If over the age of 50, men are more often affected than women by this type of arrhythmia, no study has yet evaluated the impact, depending on the sexes, of a change in lifestyle, in particular weight loss. In this study, the Dr Jean-Jacques Noubiab (Center for Heart Rhythm Disorders, University of Adelaide, Australia) and colleagues wanted to determine the effect of an intense physical activity program combining aerobic exercise and muscle strengthening, distinguishing between men and women.
They included 355 patients with symptomatic AF and overweight (>27 kg/m2), 64% of whom were men. These patients were cared for at their center in Adelaide. Women were on average older than men (65.5 years versus 62.5 years) and had a higher average BMI (34 versus 32). They were also more often affected by paroxysmal AF (67.8% versus 48.3%). Men were more likely to have excessive alcohol consumption (44.4% versus 5.8%).
After having a stress test, patients received a personalized physical activity program, initially including 20 minutes of low-intensity exercise three times per week, then progressing to moderate-intensity exercise sessions for more three hours per week (at least 200 minutes). Patients also received standard treatment to control heart rate and rhythm.
During follow-up, which lasted more than four years, AF was assessed at least once a year by clinical examination, 12-lead electrocardiogram (ECG) and seven-day Holter recording. The primary endpoint was freedom from AF recurrence.
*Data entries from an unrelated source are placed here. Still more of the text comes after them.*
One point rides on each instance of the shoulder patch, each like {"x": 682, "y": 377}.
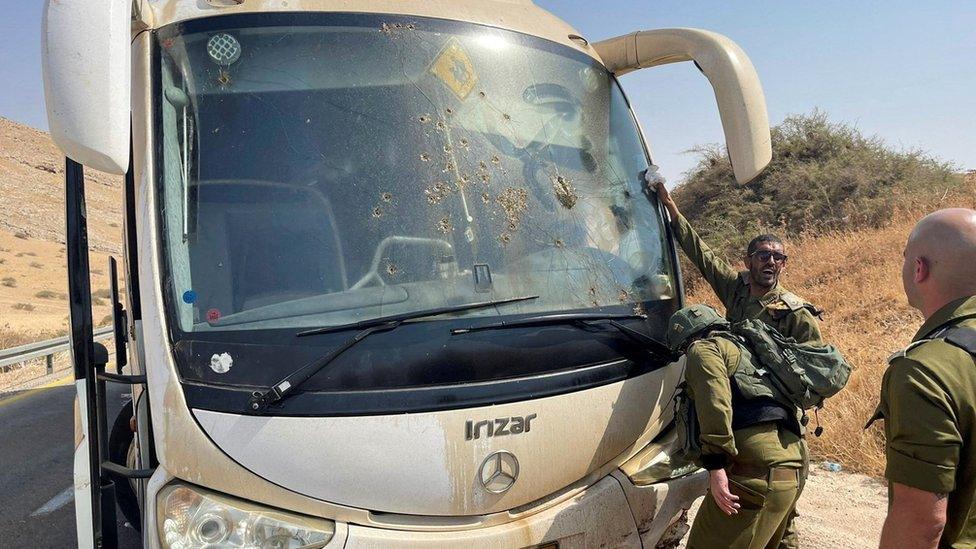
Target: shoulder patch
{"x": 791, "y": 300}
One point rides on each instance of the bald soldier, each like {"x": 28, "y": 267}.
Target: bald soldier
{"x": 928, "y": 394}
{"x": 753, "y": 293}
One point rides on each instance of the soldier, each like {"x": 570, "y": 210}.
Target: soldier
{"x": 750, "y": 443}
{"x": 753, "y": 293}
{"x": 928, "y": 394}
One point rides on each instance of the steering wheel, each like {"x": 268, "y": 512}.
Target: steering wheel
{"x": 373, "y": 276}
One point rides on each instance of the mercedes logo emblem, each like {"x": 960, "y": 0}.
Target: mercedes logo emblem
{"x": 499, "y": 471}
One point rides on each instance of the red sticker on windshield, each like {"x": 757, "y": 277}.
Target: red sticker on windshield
{"x": 213, "y": 315}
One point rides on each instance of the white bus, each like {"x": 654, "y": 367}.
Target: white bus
{"x": 393, "y": 275}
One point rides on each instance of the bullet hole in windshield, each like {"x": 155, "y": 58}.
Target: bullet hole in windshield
{"x": 436, "y": 192}
{"x": 393, "y": 30}
{"x": 444, "y": 226}
{"x": 565, "y": 192}
{"x": 513, "y": 201}
{"x": 223, "y": 79}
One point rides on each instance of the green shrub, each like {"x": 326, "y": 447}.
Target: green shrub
{"x": 823, "y": 176}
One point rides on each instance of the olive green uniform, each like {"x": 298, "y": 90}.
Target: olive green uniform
{"x": 766, "y": 503}
{"x": 781, "y": 309}
{"x": 928, "y": 402}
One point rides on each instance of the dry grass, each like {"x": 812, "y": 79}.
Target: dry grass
{"x": 856, "y": 278}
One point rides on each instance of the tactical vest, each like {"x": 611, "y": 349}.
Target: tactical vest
{"x": 753, "y": 401}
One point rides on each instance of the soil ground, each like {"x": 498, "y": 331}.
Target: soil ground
{"x": 839, "y": 510}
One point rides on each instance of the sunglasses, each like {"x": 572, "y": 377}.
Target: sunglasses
{"x": 764, "y": 256}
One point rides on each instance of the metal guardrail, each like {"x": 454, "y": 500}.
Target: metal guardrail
{"x": 44, "y": 349}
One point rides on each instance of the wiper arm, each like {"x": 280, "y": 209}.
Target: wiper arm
{"x": 413, "y": 315}
{"x": 279, "y": 391}
{"x": 647, "y": 341}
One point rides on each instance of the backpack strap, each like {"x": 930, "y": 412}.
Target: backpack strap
{"x": 964, "y": 338}
{"x": 904, "y": 352}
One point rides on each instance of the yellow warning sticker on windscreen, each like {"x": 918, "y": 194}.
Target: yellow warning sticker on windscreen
{"x": 453, "y": 67}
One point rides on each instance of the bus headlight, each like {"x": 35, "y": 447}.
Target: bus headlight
{"x": 193, "y": 517}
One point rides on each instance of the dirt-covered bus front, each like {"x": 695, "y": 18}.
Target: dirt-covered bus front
{"x": 395, "y": 279}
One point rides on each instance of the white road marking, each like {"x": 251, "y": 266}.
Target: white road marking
{"x": 56, "y": 502}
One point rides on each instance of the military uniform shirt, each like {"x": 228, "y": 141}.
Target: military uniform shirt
{"x": 710, "y": 365}
{"x": 928, "y": 402}
{"x": 778, "y": 307}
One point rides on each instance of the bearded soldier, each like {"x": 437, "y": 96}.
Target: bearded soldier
{"x": 752, "y": 293}
{"x": 750, "y": 441}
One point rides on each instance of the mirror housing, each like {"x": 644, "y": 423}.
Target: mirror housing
{"x": 741, "y": 104}
{"x": 85, "y": 65}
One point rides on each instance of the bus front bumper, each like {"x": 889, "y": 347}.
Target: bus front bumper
{"x": 613, "y": 512}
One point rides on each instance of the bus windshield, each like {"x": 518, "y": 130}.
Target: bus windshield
{"x": 320, "y": 170}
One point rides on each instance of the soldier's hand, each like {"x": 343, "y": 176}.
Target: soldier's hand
{"x": 665, "y": 197}
{"x": 718, "y": 486}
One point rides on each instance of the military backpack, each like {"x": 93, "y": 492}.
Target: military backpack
{"x": 800, "y": 374}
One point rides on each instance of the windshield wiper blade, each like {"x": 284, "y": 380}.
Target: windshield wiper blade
{"x": 414, "y": 315}
{"x": 279, "y": 391}
{"x": 647, "y": 341}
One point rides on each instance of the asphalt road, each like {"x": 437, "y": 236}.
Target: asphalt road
{"x": 36, "y": 444}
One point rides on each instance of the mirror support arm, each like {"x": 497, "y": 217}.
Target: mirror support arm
{"x": 741, "y": 103}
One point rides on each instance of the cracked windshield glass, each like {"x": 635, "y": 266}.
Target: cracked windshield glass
{"x": 330, "y": 173}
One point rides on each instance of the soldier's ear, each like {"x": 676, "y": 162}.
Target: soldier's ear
{"x": 921, "y": 270}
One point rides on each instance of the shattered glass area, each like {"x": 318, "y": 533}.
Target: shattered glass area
{"x": 336, "y": 173}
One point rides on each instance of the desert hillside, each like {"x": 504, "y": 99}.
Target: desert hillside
{"x": 33, "y": 268}
{"x": 845, "y": 204}
{"x": 851, "y": 269}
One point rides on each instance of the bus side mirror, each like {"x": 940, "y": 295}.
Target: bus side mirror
{"x": 741, "y": 103}
{"x": 85, "y": 64}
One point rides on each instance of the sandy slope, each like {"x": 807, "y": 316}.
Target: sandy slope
{"x": 33, "y": 268}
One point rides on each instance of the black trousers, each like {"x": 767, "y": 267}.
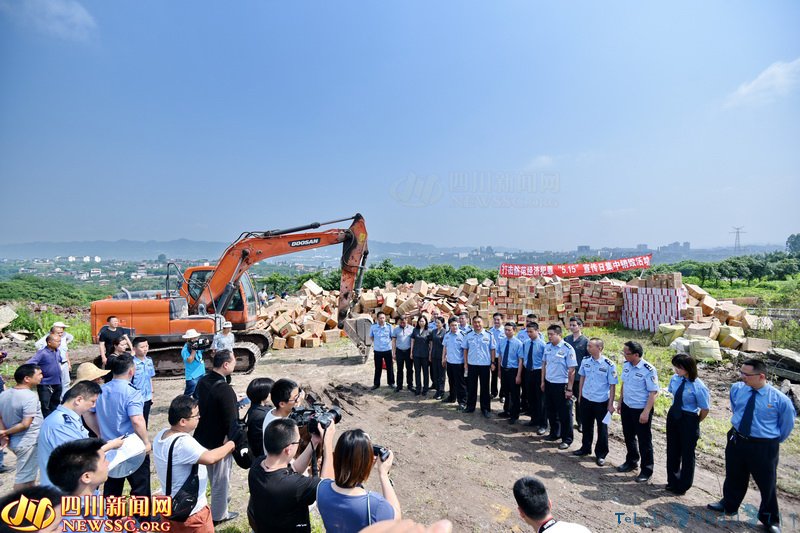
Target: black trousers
{"x": 634, "y": 432}
{"x": 404, "y": 361}
{"x": 421, "y": 368}
{"x": 139, "y": 482}
{"x": 458, "y": 385}
{"x": 591, "y": 413}
{"x": 380, "y": 358}
{"x": 536, "y": 403}
{"x": 437, "y": 374}
{"x": 495, "y": 377}
{"x": 512, "y": 392}
{"x": 559, "y": 411}
{"x": 146, "y": 411}
{"x": 682, "y": 435}
{"x": 478, "y": 373}
{"x": 49, "y": 397}
{"x": 759, "y": 458}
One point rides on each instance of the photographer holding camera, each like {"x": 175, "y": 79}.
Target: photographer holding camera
{"x": 279, "y": 492}
{"x": 192, "y": 355}
{"x": 344, "y": 504}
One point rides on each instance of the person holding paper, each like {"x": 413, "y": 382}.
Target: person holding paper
{"x": 598, "y": 383}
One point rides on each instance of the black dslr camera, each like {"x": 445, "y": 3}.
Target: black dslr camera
{"x": 317, "y": 417}
{"x": 200, "y": 343}
{"x": 380, "y": 451}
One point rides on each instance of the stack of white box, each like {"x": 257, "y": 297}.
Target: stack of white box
{"x": 645, "y": 309}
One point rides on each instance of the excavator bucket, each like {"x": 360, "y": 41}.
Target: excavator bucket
{"x": 357, "y": 329}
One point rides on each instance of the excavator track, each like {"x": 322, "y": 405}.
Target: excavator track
{"x": 169, "y": 363}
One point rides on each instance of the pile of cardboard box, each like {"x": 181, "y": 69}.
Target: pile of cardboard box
{"x": 305, "y": 320}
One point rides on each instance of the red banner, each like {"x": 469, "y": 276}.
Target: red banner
{"x": 576, "y": 270}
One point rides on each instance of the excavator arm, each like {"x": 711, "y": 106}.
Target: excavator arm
{"x": 252, "y": 247}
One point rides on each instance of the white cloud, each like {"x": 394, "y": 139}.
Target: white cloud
{"x": 541, "y": 161}
{"x": 778, "y": 79}
{"x": 66, "y": 19}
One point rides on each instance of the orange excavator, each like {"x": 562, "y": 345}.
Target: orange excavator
{"x": 206, "y": 296}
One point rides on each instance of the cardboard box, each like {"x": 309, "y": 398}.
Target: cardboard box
{"x": 278, "y": 343}
{"x": 294, "y": 342}
{"x": 752, "y": 344}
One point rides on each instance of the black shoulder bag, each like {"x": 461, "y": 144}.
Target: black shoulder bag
{"x": 186, "y": 499}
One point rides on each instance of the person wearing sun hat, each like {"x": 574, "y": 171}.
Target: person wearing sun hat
{"x": 193, "y": 359}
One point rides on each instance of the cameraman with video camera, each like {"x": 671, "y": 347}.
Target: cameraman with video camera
{"x": 344, "y": 504}
{"x": 279, "y": 492}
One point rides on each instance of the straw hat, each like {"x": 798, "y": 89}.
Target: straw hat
{"x": 90, "y": 372}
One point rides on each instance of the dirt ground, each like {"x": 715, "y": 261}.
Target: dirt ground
{"x": 462, "y": 466}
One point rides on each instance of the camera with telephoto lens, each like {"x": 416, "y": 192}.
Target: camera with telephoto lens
{"x": 200, "y": 343}
{"x": 317, "y": 417}
{"x": 380, "y": 451}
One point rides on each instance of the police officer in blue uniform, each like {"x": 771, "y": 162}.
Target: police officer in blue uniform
{"x": 453, "y": 347}
{"x": 65, "y": 424}
{"x": 690, "y": 405}
{"x": 638, "y": 396}
{"x": 401, "y": 352}
{"x": 381, "y": 335}
{"x": 598, "y": 381}
{"x": 498, "y": 332}
{"x": 509, "y": 351}
{"x": 763, "y": 417}
{"x": 479, "y": 359}
{"x": 558, "y": 376}
{"x": 533, "y": 351}
{"x": 120, "y": 411}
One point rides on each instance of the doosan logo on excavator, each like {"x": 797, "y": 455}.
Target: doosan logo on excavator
{"x": 304, "y": 242}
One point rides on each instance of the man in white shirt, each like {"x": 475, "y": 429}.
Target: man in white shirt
{"x": 183, "y": 416}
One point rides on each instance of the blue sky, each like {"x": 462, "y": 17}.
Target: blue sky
{"x": 533, "y": 125}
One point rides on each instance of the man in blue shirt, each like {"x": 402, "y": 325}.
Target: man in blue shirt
{"x": 65, "y": 424}
{"x": 49, "y": 359}
{"x": 558, "y": 375}
{"x": 533, "y": 352}
{"x": 145, "y": 372}
{"x": 498, "y": 333}
{"x": 118, "y": 412}
{"x": 193, "y": 359}
{"x": 479, "y": 359}
{"x": 381, "y": 335}
{"x": 638, "y": 396}
{"x": 579, "y": 343}
{"x": 401, "y": 352}
{"x": 763, "y": 417}
{"x": 596, "y": 388}
{"x": 509, "y": 350}
{"x": 453, "y": 356}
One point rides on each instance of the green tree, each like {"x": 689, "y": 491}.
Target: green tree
{"x": 793, "y": 243}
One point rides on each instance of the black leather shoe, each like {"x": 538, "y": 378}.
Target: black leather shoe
{"x": 231, "y": 516}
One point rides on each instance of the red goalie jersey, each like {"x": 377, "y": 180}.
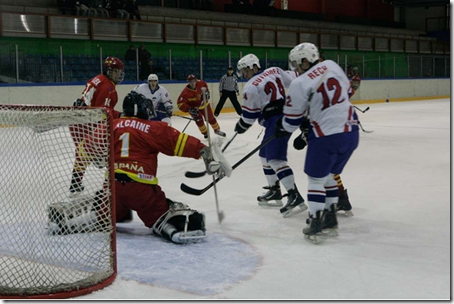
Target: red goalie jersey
{"x": 138, "y": 142}
{"x": 192, "y": 98}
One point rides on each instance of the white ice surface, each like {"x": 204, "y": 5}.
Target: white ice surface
{"x": 397, "y": 246}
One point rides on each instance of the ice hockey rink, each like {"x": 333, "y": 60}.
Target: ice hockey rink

The results show an average weight loss of 7 to 8 kg and an improvement in cardio-respiratory capacity of almost 2 METs (Metabolic Equivalent of Task), with no significant difference between men and women. The frequency, duration, severity and symptoms of AF significantly improved at the end of follow-up, also without differences by sex. The transition from persistent AF to paroxysmal AF was, however, more frequent in men at the end of follow-up (21.8% versus 14%). According to the researchers, higher age among women and more comorbidities could explain these differences.
Patients were divided according to weight loss (≥ 10% compared to initial weight vs 10%) and change in physical capacity (≥ 2MET vs <2 MET). Multivariate analysis of the data reveals a reduction of almost 60% in AF recurrences in both men and women who lost more than 10% of their initial weight, compared to those who had a less significant weight loss (HR= 0.41).
Concerning the improvement of cardio-respiratory capacity, it appears more beneficial in women since the risk of recurrence is reduced by 87% in the event of progression of the MET score of more than 2 points, compared to less progression (HR = 0.13, 95% CI, [0,05 – 0,30]).
In men, there appears to be no significant difference in the rate of AF recurrence depending on the improvement in physical condition.
“This study confirms the need to treat lifestyle risk factors to limit arrhythmia recurrence and reduce symptom severity” in all patients with AF, the authors concluded.